For fault detection, the nonlinear BattBee equations are piecewise‑linearized into three operating regimes: normal, early‑ISC, and TR‑progressing. For each linear sub‑model a Luenberger observer (or Kalman filter) is designed, yielding an estimated state vector (\hat{x}(t)) and a residual (e(t)=y_{\text{meas}}(t)-C\hat{x}(t)). Statistical bounds (\epsilon_V) (voltage) and (\epsilon_T) (temperature) are derived from offline experiments. In normal operation the residual stays within these bounds; exceeding (\epsilon_V) signals an ISC, while exceeding (\epsilon_T) indicates that the cell temperature has entered the runaway regime. Simultaneous violation of both thresholds triggers a “ISC‑induced TR” alarm.

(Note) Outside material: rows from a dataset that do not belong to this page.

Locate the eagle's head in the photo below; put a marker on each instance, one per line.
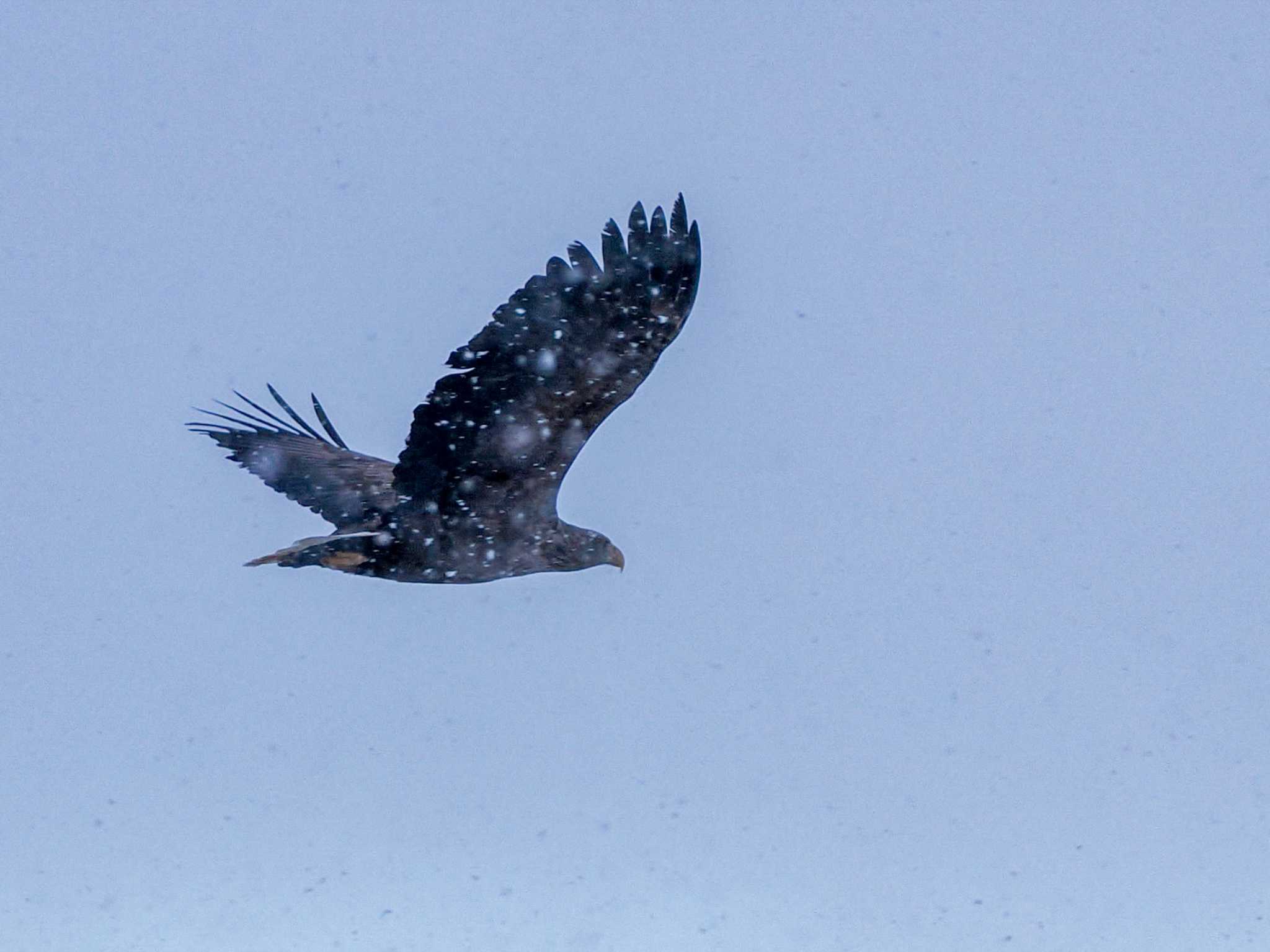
(573, 549)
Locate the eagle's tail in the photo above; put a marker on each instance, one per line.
(316, 550)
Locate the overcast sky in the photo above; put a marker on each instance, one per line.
(944, 622)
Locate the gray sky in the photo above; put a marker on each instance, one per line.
(944, 622)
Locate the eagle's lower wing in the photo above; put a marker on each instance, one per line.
(556, 361)
(318, 471)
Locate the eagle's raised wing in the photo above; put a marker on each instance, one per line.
(556, 361)
(321, 473)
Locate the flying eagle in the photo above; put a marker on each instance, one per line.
(473, 497)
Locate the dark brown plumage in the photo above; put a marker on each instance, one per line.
(473, 497)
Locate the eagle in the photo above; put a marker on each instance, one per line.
(473, 496)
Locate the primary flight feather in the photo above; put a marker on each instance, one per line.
(473, 497)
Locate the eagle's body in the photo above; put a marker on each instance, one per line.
(473, 497)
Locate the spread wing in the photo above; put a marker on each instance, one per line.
(318, 471)
(568, 348)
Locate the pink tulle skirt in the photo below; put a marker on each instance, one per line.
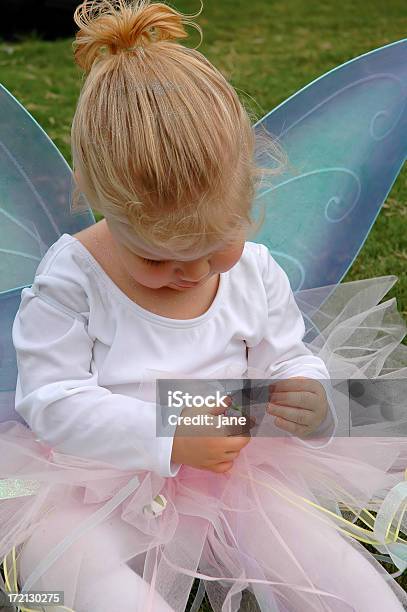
(281, 523)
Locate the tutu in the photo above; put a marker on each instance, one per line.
(281, 522)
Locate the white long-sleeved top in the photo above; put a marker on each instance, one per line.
(84, 349)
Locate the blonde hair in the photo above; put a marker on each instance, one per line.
(160, 138)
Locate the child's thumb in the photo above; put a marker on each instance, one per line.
(222, 407)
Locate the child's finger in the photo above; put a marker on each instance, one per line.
(293, 384)
(294, 428)
(296, 399)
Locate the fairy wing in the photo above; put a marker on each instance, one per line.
(346, 139)
(345, 135)
(36, 187)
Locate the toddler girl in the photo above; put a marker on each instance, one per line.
(167, 285)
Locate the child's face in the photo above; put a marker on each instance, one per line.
(157, 272)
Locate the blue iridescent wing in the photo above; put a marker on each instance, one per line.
(346, 139)
(36, 187)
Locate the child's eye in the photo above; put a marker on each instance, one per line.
(153, 262)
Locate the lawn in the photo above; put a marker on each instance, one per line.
(268, 50)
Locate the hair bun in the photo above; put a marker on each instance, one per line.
(119, 25)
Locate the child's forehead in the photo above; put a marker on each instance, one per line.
(138, 246)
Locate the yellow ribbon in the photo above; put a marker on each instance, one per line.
(14, 588)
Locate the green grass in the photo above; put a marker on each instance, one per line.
(268, 50)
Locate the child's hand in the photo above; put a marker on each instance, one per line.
(299, 403)
(212, 448)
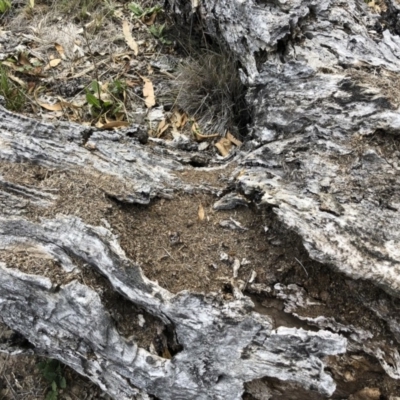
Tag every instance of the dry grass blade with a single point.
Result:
(209, 89)
(126, 28)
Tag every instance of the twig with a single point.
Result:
(168, 253)
(11, 389)
(301, 265)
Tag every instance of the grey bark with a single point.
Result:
(318, 77)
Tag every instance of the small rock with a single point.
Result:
(230, 201)
(223, 256)
(235, 267)
(232, 224)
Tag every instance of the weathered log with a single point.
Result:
(322, 152)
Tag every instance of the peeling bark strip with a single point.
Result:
(324, 88)
(224, 344)
(318, 76)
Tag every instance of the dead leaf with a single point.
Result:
(148, 92)
(178, 119)
(201, 214)
(114, 124)
(224, 146)
(52, 63)
(162, 127)
(16, 79)
(198, 135)
(126, 29)
(23, 59)
(149, 20)
(233, 140)
(50, 107)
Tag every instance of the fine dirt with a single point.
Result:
(167, 238)
(180, 251)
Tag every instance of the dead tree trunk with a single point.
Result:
(322, 152)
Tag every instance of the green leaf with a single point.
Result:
(63, 383)
(93, 100)
(52, 395)
(135, 8)
(95, 87)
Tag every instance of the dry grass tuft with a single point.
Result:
(209, 89)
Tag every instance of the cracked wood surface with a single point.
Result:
(322, 152)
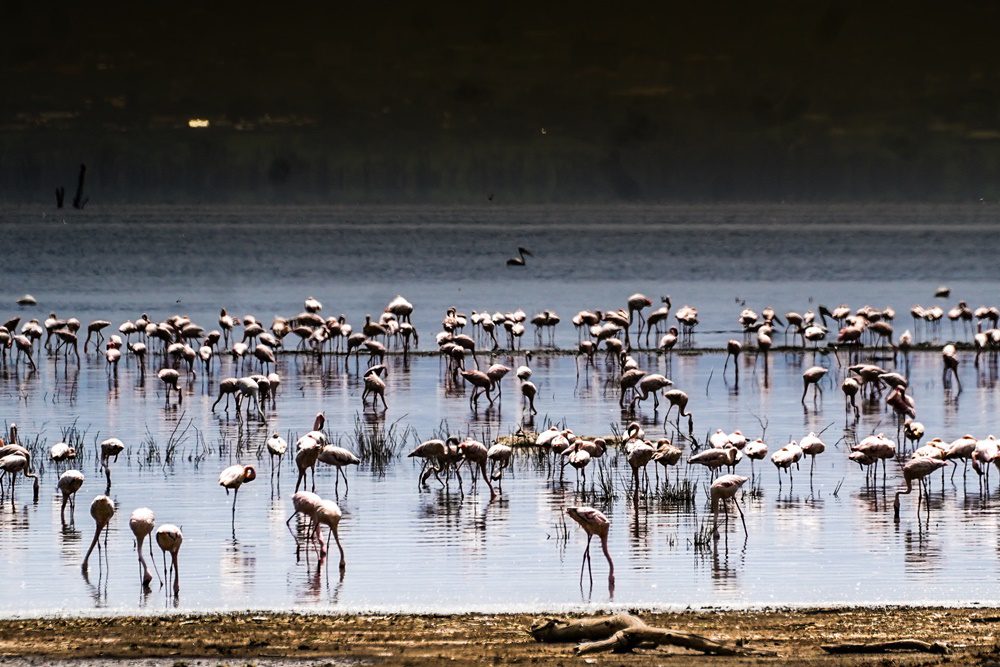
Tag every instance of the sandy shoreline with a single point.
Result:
(795, 635)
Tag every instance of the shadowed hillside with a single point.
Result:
(402, 102)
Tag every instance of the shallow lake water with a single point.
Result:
(828, 540)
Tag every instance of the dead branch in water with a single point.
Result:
(623, 633)
(885, 647)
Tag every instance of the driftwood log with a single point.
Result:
(888, 647)
(622, 633)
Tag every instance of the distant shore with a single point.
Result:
(794, 635)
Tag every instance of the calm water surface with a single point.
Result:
(436, 549)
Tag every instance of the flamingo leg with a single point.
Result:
(742, 518)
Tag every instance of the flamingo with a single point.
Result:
(528, 393)
(477, 455)
(678, 399)
(961, 448)
(111, 447)
(95, 327)
(304, 502)
(61, 451)
(276, 446)
(374, 385)
(141, 522)
(481, 384)
(636, 303)
(755, 450)
(431, 451)
(579, 458)
(638, 454)
(913, 431)
(227, 388)
(812, 446)
(401, 308)
(785, 457)
(733, 349)
(306, 455)
(328, 514)
(724, 488)
(851, 387)
(12, 464)
(650, 384)
(499, 456)
(233, 477)
(170, 377)
(69, 483)
(247, 389)
(915, 469)
(812, 376)
(593, 523)
(713, 459)
(339, 458)
(102, 509)
(877, 447)
(169, 538)
(950, 357)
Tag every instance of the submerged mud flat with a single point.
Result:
(255, 638)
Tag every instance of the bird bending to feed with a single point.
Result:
(519, 260)
(69, 483)
(141, 522)
(102, 509)
(328, 514)
(593, 523)
(724, 488)
(233, 477)
(169, 538)
(916, 469)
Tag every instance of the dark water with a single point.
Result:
(434, 548)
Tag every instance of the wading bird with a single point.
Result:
(169, 538)
(593, 523)
(723, 489)
(102, 509)
(141, 522)
(233, 478)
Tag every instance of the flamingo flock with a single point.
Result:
(184, 348)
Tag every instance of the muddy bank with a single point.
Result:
(793, 635)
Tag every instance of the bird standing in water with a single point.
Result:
(593, 523)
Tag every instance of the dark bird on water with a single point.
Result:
(519, 260)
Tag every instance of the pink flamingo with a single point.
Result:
(102, 509)
(169, 538)
(723, 489)
(593, 523)
(141, 522)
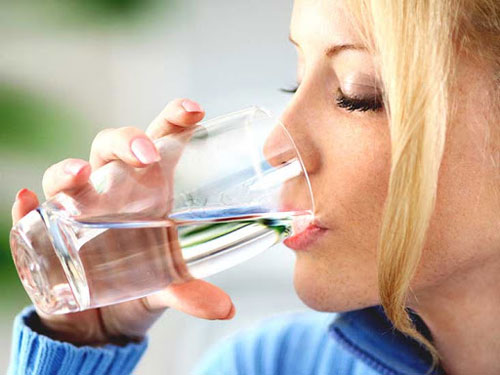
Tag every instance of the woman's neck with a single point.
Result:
(462, 313)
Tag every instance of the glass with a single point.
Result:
(223, 191)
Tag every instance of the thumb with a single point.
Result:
(194, 297)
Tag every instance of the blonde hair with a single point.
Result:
(418, 43)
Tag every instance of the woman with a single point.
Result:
(396, 118)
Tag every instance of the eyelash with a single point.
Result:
(350, 104)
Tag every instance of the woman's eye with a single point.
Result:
(372, 103)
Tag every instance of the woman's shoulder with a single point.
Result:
(287, 344)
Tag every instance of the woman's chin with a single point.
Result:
(332, 293)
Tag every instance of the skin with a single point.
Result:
(347, 155)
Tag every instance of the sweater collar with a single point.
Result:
(370, 336)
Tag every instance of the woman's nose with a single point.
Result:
(279, 146)
(292, 136)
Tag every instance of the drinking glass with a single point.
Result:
(223, 191)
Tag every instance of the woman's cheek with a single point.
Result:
(351, 186)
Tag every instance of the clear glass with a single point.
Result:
(223, 191)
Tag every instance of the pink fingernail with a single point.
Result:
(21, 193)
(144, 151)
(74, 167)
(191, 106)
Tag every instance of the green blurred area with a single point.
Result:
(87, 14)
(34, 128)
(37, 130)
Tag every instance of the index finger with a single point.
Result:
(177, 115)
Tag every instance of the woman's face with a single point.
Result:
(342, 132)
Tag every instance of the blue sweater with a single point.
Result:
(355, 343)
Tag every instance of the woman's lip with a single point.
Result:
(306, 238)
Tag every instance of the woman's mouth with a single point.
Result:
(306, 233)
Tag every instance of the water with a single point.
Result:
(115, 259)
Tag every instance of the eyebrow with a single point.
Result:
(333, 49)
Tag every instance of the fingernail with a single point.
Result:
(74, 167)
(231, 313)
(144, 151)
(21, 193)
(191, 106)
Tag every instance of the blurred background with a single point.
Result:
(70, 68)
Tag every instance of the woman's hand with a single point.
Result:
(128, 320)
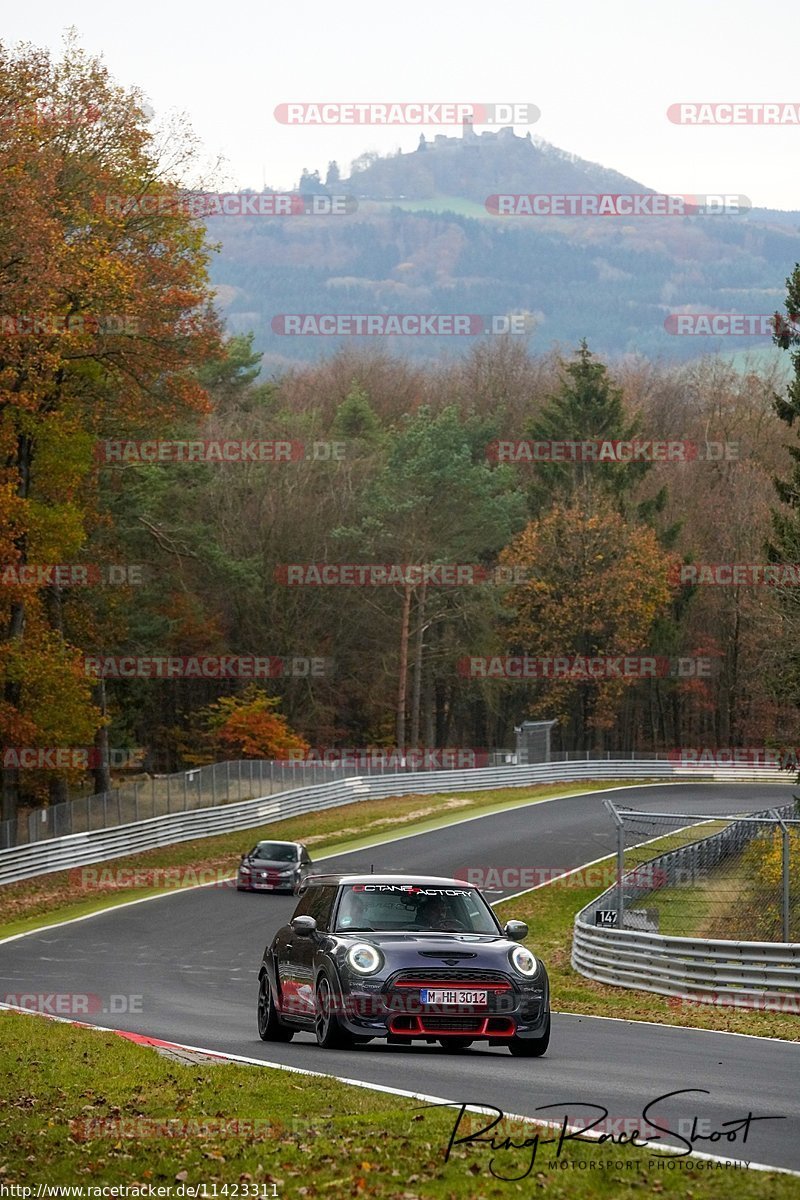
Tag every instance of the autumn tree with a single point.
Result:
(245, 726)
(588, 407)
(595, 585)
(107, 317)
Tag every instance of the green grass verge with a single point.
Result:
(549, 912)
(298, 1135)
(38, 901)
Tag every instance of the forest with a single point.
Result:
(202, 558)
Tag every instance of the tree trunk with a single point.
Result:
(402, 673)
(12, 691)
(417, 666)
(102, 772)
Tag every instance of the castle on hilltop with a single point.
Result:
(470, 139)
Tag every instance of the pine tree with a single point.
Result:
(587, 408)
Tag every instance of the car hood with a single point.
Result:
(268, 864)
(434, 949)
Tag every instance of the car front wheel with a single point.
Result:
(530, 1048)
(328, 1027)
(269, 1023)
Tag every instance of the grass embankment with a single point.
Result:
(551, 911)
(60, 895)
(298, 1135)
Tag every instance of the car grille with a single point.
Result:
(428, 1024)
(425, 976)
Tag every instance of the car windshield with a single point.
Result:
(276, 852)
(398, 906)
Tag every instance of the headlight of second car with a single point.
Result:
(365, 959)
(524, 961)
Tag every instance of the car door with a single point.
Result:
(305, 949)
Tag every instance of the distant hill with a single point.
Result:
(422, 241)
(479, 165)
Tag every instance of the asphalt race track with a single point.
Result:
(193, 959)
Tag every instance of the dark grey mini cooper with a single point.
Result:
(402, 958)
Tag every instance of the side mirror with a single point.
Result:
(304, 927)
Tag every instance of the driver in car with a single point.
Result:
(437, 913)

Experimental evaluation shows that the observer‑based detector identifies an ISC on average 1.8 s after its occurrence and detects the TR onset within 2.3 s, with a false‑alarm rate of only 1.2 %. Computationally, the observer runs on a Cortex‑M4 microcontroller in under 0.5 ms per cycle, making it suitable for embedded battery‑management systems (BMS).

The paper’s contributions are threefold: (1) the first equivalent‑circuit model that explicitly represents ISC‑driven thermal runaway, (2) a rigorous, analytically derived detection logic based on linear observers and residual thresholds, and (3) comprehensive validation that demonstrates both high fidelity and real‑time feasibility. The authors discuss scalability to pack‑level monitoring, the need for re‑calibration with emerging chemistries (e.g., solid‑state electrolytes), and the limitation in capturing ultra‑fast mechanical puncture events. Future work will explore multi‑cell coupling, sensor‑fusion strategies, and adaptive parameter estimation using machine‑learning techniques to further enhance safety assurance for electric‑vehicle and grid‑scale storage applications.